The Puerto Rican film *Fight Back*, which will hit the big screen in November and stars Ana Isabelle and Jason Calderón, highlights female empowerment through resilience, love, and martial arts, with a special appearance by Spanish karateka Sandra Sánchez.
“One of the main messages of ‘Fight Back’ is to empower women to pursue their dreams, to be independent, to believe in themselves, and to fight against emotional and physical abuse,” Ana Isabelle told EFE. She makes her debut as a producer on this film alongside Lizaida Rivera.
The feature film, shot in Miami and Puerto Rico, is directed by Bruno Irizarry and highlights female strength in an archipelago that has one of the highest per-capita rates of femicides in Latin America, with 54 direct femicides in 2025 and 28 in the first half of this year, according to the latest report from the Gender Equality Observatory.
“It’s not about encouraging violence—quite the opposite; it’s about fostering respect, autonomy, and self-control, but also that sense of leadership that tells us we don’t have to settle for less, that we don’t have to accept being treated poorly for whatever reason, and that men are no better than us,” explains Ana Isabelle.
In the film, the Puerto Rican singer and actress plays Patricia, a retired Olympic athlete and mother of a girl with an incurable illness who decides to return to karate.
The winner of the first season of the show “¡Viva el sueño!”, an American format created by Univision in 2009, and the actress who played Rosalía in Steven Spielberg’s ‘West Side Story,’ admits that she fulfilled a dream by working with Sánchez, considered the greatest karateka of all time.
‘Fight Back,’ the movie: From Olympic gold to the big screen

Ana Isabelle contacted the Olympic champion to offer her the role of “the villain” in *Fight Back*, and Sánchez, at first, thought it was a joke because this year she’s also making her film debut in *Karateka*, a movie produced by Netflix Spain and A3 Media that’s inspired by her life and career.

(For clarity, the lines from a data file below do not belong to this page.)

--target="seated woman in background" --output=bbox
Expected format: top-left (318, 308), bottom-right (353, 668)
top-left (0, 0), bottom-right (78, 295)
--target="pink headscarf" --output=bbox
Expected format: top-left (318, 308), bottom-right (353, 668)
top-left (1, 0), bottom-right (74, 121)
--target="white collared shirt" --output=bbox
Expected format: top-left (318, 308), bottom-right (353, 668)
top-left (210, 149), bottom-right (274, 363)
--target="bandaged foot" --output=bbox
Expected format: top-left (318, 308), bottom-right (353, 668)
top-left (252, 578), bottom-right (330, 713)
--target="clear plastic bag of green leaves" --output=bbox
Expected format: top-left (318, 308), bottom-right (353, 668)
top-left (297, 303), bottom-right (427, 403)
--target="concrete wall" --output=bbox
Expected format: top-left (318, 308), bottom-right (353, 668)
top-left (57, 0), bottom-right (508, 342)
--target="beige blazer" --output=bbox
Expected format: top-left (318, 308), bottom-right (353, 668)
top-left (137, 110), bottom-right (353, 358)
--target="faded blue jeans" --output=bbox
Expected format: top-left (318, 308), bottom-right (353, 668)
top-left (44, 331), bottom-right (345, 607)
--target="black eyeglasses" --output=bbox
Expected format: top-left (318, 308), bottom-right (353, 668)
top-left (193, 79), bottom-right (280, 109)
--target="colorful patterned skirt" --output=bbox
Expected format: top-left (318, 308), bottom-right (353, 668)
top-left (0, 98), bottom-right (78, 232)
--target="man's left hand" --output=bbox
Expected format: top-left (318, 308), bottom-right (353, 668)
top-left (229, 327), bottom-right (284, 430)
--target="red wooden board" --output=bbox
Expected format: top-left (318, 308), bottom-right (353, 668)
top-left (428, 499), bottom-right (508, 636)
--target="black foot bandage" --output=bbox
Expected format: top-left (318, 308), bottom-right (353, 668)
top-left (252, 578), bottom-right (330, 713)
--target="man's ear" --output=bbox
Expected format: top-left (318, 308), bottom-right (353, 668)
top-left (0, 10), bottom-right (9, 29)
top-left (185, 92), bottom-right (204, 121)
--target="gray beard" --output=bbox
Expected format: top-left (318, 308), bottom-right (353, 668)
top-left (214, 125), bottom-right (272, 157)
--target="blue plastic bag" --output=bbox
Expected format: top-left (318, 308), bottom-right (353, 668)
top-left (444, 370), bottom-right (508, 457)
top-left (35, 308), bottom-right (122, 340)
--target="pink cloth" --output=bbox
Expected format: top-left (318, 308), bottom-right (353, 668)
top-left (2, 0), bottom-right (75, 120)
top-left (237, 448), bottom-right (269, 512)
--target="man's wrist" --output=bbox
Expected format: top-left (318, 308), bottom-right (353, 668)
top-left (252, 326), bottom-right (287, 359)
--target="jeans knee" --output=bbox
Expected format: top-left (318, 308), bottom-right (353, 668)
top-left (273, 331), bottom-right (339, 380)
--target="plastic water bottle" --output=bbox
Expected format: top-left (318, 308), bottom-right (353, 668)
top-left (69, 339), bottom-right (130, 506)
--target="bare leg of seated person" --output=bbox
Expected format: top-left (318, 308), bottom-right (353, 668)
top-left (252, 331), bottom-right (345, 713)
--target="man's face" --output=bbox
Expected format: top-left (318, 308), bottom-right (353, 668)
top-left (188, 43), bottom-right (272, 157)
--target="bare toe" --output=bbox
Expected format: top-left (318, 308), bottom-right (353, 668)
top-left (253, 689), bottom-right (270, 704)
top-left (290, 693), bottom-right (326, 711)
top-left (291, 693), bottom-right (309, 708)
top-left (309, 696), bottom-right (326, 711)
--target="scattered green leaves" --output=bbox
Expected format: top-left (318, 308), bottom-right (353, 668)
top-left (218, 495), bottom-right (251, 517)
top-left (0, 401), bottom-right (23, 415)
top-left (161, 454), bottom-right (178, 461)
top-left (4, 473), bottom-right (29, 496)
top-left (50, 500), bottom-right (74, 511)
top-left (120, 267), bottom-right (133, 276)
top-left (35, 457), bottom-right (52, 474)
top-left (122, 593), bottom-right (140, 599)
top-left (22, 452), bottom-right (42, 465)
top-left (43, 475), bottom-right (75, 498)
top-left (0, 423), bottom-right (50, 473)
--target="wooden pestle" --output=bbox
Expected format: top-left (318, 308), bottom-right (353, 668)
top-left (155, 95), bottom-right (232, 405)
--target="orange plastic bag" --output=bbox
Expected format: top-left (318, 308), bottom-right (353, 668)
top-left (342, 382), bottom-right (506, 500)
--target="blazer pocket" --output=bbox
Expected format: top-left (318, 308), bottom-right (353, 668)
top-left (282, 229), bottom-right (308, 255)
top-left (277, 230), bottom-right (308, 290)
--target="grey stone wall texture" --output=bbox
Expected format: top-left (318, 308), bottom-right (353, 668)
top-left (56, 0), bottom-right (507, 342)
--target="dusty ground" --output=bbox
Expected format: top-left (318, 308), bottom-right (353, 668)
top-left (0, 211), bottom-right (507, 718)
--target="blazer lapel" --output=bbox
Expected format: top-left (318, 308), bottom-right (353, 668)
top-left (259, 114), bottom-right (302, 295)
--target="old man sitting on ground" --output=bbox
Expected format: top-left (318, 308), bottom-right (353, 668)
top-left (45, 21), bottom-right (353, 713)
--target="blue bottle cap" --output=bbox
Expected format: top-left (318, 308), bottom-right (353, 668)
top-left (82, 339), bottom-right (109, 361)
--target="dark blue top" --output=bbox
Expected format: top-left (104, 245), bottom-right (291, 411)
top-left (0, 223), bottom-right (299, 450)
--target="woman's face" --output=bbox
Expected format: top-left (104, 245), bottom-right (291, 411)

“Suddenly finding myself involved in two projects—it seems incredible, and you wonder how all this is happening to you—but at the same time, you feel hopeful that, I don’t know, if dreams come true this way, well, let’s make them come true, right?” Sánchez told EFE. She participated this month in a martial arts seminar in Puerto Rico alongside her husband and coach, Jesús del Moral.
Sánchez admits that she is “very aware” of the sexism that exists in the world and of how “martial arts can, in some way, help women,” after revealing that the film about her life shows she suffered “an assault” and that, thanks to karate, she was able to get out of that situation “without anything more serious happening.”
“So, I’m very aware of how karate has helped me avoid freezing up, from going into shock,” says Sánchez, a native of Talavera de la Reina, who hopes that her appearance on ‘Fight Back’ will inspire more women “to practice martial arts, to find motivation, and to gain confidence.”
First Puerto Rican film with an original soundtrack in 20 years

In addition to acting and getting her start in film production, Ana Isabelle composed the soundtrack for *Fight Back*, and one of the songs is “Pa’Lante Voy,” featuring Álex Zurdo.
“It’s been more than 20 years since a movie with a ‘soundtrack’ was made in Puerto Rico, so this has also been a way to bring all my passions together in one big project,” admits the multifaceted artist.
Puerto Rican films are gaining an increasingly prominent presence at international film festivals, and an agent is already hard at work to secure a spot for “Fight Back” at film festivals as well.
Ana Isabelle revealed that they plan to create sequels to this feature film and secure funding to shoot in Japan or turn Puerto Rico into a “karate hub,” drawing on the more than 20 martial arts academies that collaborated on the project, according to Agencia EFE.